Disc 4, Stockholm 11/19/62

The lengthy versions of “Traneing In” and “Bye Bye Blackbird” that start this disc are both available on the release Bye Bye Blackbird. The first tune begins with a great, uproarious charge from Elvin and McCoy, followed by a particularly bouncy and clear sounding bass solo. It’s totally hoppin’ and when the other three shine in, the music swirls and smiles. Trane’s blowing becomes especially wild and draws Elvin far a field- it’s really aggressive stuff for 62. Eventually the tenor shakes loose and cuts into an entirely free zone- Elvin’s there, but he’s definitely in a supporting role. This solo stretches and twists and bucks and kicks for minutes on end. It’s the single most outrageous track on the seven discs of music in this set.

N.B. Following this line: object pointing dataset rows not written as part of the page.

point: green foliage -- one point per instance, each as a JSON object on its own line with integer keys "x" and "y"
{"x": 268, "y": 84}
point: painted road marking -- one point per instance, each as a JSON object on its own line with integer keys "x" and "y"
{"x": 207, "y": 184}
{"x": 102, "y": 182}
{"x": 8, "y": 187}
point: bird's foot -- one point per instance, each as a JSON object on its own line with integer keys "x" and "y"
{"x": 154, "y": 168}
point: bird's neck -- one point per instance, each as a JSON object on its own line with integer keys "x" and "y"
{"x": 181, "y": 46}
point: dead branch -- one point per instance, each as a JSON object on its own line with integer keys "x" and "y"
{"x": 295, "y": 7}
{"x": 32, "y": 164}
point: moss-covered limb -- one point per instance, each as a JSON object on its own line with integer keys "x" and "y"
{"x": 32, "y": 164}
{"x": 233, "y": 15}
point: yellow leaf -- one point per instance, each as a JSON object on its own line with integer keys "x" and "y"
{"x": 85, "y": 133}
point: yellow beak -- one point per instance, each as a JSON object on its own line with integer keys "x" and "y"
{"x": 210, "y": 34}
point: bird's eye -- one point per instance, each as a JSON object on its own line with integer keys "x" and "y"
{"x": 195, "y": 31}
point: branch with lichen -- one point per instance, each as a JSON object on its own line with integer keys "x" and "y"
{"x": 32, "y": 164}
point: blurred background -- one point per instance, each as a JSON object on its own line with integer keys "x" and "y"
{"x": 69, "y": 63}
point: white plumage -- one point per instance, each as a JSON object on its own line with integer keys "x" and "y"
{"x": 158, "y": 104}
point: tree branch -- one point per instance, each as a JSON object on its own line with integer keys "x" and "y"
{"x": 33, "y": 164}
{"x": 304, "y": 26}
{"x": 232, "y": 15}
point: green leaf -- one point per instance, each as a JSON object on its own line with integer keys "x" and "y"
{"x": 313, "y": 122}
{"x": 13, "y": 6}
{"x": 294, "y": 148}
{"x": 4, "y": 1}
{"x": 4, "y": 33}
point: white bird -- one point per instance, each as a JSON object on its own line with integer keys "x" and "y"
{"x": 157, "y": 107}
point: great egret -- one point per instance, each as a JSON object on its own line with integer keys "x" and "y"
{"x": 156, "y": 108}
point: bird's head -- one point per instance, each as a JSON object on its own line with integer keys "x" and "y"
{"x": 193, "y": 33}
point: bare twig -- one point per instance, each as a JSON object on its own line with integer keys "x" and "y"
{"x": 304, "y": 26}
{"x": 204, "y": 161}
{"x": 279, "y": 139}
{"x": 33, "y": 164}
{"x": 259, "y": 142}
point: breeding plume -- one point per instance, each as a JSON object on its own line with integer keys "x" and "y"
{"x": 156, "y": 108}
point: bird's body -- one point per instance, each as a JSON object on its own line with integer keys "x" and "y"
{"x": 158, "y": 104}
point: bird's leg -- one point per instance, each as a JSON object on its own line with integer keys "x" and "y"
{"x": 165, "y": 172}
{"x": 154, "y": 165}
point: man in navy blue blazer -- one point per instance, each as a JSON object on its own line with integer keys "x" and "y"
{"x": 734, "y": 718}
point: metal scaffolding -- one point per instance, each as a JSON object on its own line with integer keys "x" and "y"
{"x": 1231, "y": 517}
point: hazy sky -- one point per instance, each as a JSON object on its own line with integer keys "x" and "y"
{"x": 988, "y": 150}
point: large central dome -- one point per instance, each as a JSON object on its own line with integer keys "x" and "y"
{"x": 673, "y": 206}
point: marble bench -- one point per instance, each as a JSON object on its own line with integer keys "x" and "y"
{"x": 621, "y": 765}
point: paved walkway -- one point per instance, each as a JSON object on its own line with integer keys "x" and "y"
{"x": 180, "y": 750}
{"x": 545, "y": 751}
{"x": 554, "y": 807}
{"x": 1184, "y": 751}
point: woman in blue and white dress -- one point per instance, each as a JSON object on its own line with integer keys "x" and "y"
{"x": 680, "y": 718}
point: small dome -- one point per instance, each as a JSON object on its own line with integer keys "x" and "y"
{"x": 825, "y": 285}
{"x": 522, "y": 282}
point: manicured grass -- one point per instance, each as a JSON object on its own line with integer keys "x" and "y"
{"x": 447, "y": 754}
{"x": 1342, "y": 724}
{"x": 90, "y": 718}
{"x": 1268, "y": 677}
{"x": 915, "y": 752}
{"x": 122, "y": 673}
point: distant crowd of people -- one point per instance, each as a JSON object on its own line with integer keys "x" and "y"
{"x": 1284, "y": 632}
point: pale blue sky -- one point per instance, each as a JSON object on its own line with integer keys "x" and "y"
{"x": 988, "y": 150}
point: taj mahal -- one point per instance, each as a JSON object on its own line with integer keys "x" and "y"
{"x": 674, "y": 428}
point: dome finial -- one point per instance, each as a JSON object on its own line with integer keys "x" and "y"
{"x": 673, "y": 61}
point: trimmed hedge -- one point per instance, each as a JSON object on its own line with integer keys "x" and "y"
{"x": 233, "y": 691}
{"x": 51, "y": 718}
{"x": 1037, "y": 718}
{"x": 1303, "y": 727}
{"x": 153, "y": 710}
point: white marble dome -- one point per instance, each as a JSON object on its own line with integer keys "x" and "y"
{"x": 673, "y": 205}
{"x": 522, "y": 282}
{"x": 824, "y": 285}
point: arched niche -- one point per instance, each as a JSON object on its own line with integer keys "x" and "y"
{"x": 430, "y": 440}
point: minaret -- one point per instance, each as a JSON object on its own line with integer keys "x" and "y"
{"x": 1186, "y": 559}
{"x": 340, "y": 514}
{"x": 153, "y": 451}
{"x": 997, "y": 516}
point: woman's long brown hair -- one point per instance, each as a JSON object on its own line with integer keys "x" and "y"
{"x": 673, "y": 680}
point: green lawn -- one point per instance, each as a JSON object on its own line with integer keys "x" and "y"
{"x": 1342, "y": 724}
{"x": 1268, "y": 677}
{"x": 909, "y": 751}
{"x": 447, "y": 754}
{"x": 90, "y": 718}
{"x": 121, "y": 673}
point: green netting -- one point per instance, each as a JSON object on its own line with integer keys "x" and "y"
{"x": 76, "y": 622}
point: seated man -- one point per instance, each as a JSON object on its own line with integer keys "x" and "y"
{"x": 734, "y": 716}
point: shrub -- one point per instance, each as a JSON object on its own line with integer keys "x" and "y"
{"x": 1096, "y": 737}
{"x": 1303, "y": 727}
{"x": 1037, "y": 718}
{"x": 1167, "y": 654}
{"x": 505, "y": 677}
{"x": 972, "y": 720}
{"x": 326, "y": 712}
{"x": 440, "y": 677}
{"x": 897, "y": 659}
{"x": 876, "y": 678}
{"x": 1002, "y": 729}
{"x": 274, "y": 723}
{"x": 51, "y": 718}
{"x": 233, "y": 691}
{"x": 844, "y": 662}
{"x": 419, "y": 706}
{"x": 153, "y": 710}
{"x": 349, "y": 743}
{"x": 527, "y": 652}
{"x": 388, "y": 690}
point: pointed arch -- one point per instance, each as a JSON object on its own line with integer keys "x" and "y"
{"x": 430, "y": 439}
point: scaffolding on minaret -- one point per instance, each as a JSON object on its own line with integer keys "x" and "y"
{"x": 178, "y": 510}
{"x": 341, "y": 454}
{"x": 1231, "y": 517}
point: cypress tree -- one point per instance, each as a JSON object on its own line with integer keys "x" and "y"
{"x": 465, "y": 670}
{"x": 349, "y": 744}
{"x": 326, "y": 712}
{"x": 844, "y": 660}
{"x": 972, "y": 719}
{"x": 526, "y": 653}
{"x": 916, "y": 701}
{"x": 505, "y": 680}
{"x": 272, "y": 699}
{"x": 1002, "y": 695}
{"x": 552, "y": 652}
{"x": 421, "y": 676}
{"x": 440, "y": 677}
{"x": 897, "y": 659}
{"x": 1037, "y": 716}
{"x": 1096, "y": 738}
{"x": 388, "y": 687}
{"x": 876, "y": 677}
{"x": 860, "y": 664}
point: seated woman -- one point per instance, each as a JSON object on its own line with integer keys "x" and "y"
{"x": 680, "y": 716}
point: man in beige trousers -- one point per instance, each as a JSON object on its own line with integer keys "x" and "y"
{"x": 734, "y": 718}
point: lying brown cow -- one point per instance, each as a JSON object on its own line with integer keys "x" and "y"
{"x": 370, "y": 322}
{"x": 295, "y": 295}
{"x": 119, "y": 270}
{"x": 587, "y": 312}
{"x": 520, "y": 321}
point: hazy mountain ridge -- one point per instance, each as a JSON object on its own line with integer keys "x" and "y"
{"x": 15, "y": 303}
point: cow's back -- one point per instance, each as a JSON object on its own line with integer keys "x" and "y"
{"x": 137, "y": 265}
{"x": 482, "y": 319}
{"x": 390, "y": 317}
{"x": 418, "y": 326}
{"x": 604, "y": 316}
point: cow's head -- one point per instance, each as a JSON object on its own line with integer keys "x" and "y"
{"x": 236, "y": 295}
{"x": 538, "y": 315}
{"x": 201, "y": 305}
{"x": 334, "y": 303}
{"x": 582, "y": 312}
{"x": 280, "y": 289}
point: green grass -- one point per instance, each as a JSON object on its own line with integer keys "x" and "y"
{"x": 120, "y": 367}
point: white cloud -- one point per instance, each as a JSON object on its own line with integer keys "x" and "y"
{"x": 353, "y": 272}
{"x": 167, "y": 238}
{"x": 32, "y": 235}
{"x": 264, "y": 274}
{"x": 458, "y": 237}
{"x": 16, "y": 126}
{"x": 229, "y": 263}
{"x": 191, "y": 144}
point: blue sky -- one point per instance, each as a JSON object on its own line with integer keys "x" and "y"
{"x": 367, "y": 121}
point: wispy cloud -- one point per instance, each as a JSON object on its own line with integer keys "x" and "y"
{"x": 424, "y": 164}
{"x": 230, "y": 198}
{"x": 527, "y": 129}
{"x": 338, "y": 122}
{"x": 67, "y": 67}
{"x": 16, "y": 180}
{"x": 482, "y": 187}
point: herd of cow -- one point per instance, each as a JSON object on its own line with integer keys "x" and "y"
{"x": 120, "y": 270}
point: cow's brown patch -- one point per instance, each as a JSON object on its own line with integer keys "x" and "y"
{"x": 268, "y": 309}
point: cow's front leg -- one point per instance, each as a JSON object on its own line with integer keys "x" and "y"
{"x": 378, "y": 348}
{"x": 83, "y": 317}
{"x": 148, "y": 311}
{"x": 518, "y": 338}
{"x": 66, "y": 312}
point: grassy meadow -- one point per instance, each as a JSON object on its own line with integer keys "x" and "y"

Disc 5, Stockholm 10/22/63

The tracks on this disc are mostly available on previous releases (“Naima“, “The Promise” and “I Want to Talk About You” on The European Tour and Spiritual and “Impressions” on the classic Afro Blue Impressions), and so available to those not yet ready to commit to a $100+ box set. “The Promise” has a wildly spinning jam between McCoy ands Jimmy with Elvin splashing behind. Jimmy’s voice is clear and strong as he sings along with his playing, toying in the upper registers. Trane only declares the theme at the very end, making for an interesting trio version “Spiritual” has a totally dramatic Trane and Jones intro that slips so smoothly into the groove when Garrison moseys in. That same drama resurfaces toward the end of the first solo when the drums swell up to meet the tenor’s clarion call. At about nine minutes, the tune grows so low and mellow that it seems to wind down only to open on the third Trane/Jones bout that brings it all full circle.

Disc 7 Berlin 11/2/63 & 11/4/63 (“Impressions” only)

The bulk of this disc is also available on Afro Blue Impressions. The first title track is a scorching version of the Mongo Santamaria cover. When Trane explodes at three minutes, he’s bunched up in the high registers like fire in the sky Tyner is comping left and right on “Cousin Mary”, like two players, one playing sweet, the other trying to push it down and out. Jones snaps and crushes with just the right emphasis The end solo of “I Want to Talk About You” starts strong, hits two notes that squeak and peter, and then the music spirals off with a different energy, chasing a cold breeze down alleys, peeking into windows and peering across low rooftops, looking for something found at last On the unreleased “Impressions”, Garrison’s solo starts with Jones buzzing around him, but a few leaden beats shakes off the cymbals sheen and he plunges into a range of rhythms and runs, tempo as malleable as clay in his strong hands. He takes a thunderous run at twelve minutes that works itself up to what seems a classic jazz stroll, but tumbles and rolls instead. The solo stretches expansively for many more minutes, morphing into a deeply pensive pit of the low end. Trane’s following solo is a distorted reflection of Garrison’s- it leaps and wheels, picking on a number of different mini statements, but where the bass becomes somber, the sax races and rows. Jones stays with Trane the whole time, tearing along on his own parallel path.